Types at the edges in Python

2020-02-10

For a new web service in python there are 3 things I now often start with:

Pydantic
mypy
Production error tracking of some kind (Sentry is great)

Why

This main reason for this is because I don’t like errors like this:

AttributeError: 'NoneType' object has no attribute 'strip'

It’s hard to understand. Why am I trying to strip whitespace from None? How did I end up in this part of the code? What have I misunderstood?

Instead I would prefer to see something like this error:

1 validation error for ProductDetails
description
  none is not an allowed value (type=type_error.none.not_allowed)

Now I can see that when getting ProductDetails the value description which I’d assumed was always populated is None. It’s much easier for me to see what about my mental model was wrong with this error.

How Pydantic helps

When integrating an API we read the documentation. We check the contracts provided. We use any test services available. After this process we have some client code with a bunch of (somewhat) tested assumptions. We then launch this code into production and our assumptions are tested against reality. If we’re lucky our assumptions turn out to be correct. If not we likely encounter some cryptic NoneType errors like the one at the start of this post.

Pydantic can help by formalising our assumptions. For example imagine a call to an API to get details about a product for a webshop of some kind:

def get_product_details(pid: str):
    """
        A dictionary with the product details:
            in_stock - bool
            name - str
            description - str
    """
    resp = requests.get(f"https://shopping.com/product/{pid}")
    return resp.json()

with Pydantic I could instead write the function as:

class ProductDetails(BaseModel):
    in_stock: bool
    name: str
    description: str

def get_product_details(pid: str) -> ProductDetails:
    resp = requests.get(f"https://shopping.com/product/{pid}")
    return ProductDetails(**resp.json())

Pydantic checks that each key I expected exists and is of the correct type. So now all the assumptions I’ve made about the shape of the data is a runtime contract, expressed in native python. If in production it turns out that description is, in fact, optional I’ll get a very descriptive error and the code will fail early.

How mypy carries on helping

Once I see the error at the start of this post (thanks error reporting) I know what is wrong about my assumptions and I make the following change to my code:

class ProductDetails(BaseModel):
    in_stock: bool
    name: str
    description: typing.Optional[str]

I run mypy next and get:

product/details.py:63: error: Item "None" of "Optional[str]" has no attribute "strip"

I go to this line and them remember that I wrote a function to tidy the whitespace a little:

def tidied_up_description(details: ProductDetails) -> str:
    return details.description.strip()

now I can make mypy pass by dealing with the new None case:

def tidied_up_description(details: ProductDetails) -> str:
    return (details.description or "").strip()
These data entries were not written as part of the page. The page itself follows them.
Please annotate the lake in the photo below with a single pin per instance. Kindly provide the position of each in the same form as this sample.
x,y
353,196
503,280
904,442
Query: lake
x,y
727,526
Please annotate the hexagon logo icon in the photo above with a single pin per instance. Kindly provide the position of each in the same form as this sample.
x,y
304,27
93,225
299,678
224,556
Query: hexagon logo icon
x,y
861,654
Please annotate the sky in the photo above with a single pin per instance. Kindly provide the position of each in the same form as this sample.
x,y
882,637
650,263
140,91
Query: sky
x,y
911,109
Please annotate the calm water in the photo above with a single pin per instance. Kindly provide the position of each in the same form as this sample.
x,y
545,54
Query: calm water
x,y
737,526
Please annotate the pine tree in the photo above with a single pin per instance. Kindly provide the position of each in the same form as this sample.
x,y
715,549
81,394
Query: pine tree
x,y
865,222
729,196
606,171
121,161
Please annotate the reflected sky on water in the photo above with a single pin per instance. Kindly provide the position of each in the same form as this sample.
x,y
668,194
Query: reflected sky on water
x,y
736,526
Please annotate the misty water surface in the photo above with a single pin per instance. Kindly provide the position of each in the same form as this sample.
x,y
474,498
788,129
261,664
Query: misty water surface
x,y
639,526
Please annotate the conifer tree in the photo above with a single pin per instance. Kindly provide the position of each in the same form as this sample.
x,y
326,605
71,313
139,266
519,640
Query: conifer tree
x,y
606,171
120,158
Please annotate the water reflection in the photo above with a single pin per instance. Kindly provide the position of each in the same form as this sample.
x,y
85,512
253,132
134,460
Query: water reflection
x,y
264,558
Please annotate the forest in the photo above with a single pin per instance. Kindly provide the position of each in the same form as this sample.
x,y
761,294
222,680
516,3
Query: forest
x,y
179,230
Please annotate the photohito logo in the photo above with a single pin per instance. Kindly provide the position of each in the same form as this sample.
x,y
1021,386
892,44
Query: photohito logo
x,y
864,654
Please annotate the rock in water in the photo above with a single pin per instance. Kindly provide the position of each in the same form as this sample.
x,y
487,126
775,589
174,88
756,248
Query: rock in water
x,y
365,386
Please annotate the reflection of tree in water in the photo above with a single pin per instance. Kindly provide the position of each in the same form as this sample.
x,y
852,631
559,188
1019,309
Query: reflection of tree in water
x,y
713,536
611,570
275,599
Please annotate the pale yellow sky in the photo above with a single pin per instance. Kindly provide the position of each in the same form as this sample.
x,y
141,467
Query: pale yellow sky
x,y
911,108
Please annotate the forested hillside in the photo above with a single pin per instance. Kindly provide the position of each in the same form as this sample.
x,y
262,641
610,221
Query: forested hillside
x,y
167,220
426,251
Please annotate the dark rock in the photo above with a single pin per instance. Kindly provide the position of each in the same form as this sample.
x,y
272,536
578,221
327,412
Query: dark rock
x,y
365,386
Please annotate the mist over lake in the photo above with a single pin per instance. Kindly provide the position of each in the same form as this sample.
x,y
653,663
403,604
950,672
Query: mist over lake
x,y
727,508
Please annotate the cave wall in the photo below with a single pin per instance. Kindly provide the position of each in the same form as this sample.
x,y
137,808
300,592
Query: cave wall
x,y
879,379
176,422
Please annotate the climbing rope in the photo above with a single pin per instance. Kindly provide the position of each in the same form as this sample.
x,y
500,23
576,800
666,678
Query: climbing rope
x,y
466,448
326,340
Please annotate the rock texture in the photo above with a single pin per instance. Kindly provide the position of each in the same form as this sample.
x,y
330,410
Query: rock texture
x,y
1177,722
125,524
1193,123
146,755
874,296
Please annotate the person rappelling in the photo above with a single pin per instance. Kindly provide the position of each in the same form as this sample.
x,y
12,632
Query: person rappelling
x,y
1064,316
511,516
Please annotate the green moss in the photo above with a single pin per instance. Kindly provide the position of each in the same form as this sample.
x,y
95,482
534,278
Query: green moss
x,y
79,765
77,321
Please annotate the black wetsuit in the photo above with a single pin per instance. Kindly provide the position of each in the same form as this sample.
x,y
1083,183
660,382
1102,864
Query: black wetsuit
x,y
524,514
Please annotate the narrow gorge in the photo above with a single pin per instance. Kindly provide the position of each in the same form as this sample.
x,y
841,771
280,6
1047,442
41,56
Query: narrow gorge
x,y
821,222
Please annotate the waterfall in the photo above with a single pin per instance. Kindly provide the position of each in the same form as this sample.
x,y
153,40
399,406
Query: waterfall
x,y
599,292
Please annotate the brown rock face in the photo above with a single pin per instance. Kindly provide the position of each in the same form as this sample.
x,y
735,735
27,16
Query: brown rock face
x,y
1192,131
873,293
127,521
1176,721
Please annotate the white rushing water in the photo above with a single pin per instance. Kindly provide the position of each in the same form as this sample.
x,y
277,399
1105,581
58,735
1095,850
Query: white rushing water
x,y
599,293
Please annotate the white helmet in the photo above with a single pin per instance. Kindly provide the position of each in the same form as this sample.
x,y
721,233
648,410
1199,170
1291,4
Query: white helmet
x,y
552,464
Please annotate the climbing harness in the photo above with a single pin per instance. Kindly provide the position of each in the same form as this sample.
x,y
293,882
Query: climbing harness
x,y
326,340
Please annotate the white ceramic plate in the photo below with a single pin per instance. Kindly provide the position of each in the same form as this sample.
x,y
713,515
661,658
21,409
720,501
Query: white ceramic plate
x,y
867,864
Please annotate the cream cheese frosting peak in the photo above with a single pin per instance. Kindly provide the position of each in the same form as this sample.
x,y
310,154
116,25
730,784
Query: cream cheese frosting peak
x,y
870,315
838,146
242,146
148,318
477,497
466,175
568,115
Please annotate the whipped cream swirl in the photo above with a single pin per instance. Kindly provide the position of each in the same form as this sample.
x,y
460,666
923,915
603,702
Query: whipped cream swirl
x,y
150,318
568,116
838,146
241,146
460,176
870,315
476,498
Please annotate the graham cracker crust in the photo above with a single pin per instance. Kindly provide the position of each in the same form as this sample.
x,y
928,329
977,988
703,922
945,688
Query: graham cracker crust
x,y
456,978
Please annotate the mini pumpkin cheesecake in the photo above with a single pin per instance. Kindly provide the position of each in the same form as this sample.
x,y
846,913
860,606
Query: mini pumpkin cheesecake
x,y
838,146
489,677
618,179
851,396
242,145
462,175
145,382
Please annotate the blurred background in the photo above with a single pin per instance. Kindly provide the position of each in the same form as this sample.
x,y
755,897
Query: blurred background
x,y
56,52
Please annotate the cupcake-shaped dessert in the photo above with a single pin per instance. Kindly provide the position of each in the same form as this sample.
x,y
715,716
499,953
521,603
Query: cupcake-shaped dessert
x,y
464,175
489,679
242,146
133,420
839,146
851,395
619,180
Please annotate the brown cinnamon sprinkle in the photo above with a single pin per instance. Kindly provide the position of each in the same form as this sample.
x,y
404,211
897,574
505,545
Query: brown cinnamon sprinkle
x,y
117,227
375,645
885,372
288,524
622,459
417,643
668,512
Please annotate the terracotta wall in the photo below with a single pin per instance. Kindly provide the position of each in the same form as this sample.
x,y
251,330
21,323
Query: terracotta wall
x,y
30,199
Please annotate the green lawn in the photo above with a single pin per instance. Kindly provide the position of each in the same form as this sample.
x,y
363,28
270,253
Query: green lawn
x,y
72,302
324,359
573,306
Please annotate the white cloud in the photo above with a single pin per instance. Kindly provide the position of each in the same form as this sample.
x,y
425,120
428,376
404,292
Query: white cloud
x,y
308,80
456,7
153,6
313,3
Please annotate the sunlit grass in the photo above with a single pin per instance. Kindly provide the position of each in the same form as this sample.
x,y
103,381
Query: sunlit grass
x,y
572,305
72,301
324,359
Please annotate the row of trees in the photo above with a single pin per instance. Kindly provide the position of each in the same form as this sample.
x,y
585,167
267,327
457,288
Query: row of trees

All of this flows automatically by stating and then updating my assumptions in the form of a Pydantic model. Once I’ve updated this and any other errors I deploy my changes. Hopefully now we’ll have a system running error free.

Request validation

I can also apply exactly the same kind of logic on data coming into my system. For example let’s look at a POST endpoint for ordering a product in my webshop (I picked FastAPI but you could choose anything really):

class ProductOrder(BaseModel):
    product_id: str
    quantity: int

@app.post("/order/")
async def add_item(order: ProductOrder):
    # Do something with order
    return "ok"

FastAPI was used as it integrates with Pydantic out of the box but, again, this could be built with any framework. The post data gets loaded automatically into this Pydantic model (thanks to FastAPI). Any validation errors will result in a 400 error being returned to the browser. An added benefit of Pydantic is that json schemas can be generated for each model so we can communicate our requirements in a platform neutral fashion.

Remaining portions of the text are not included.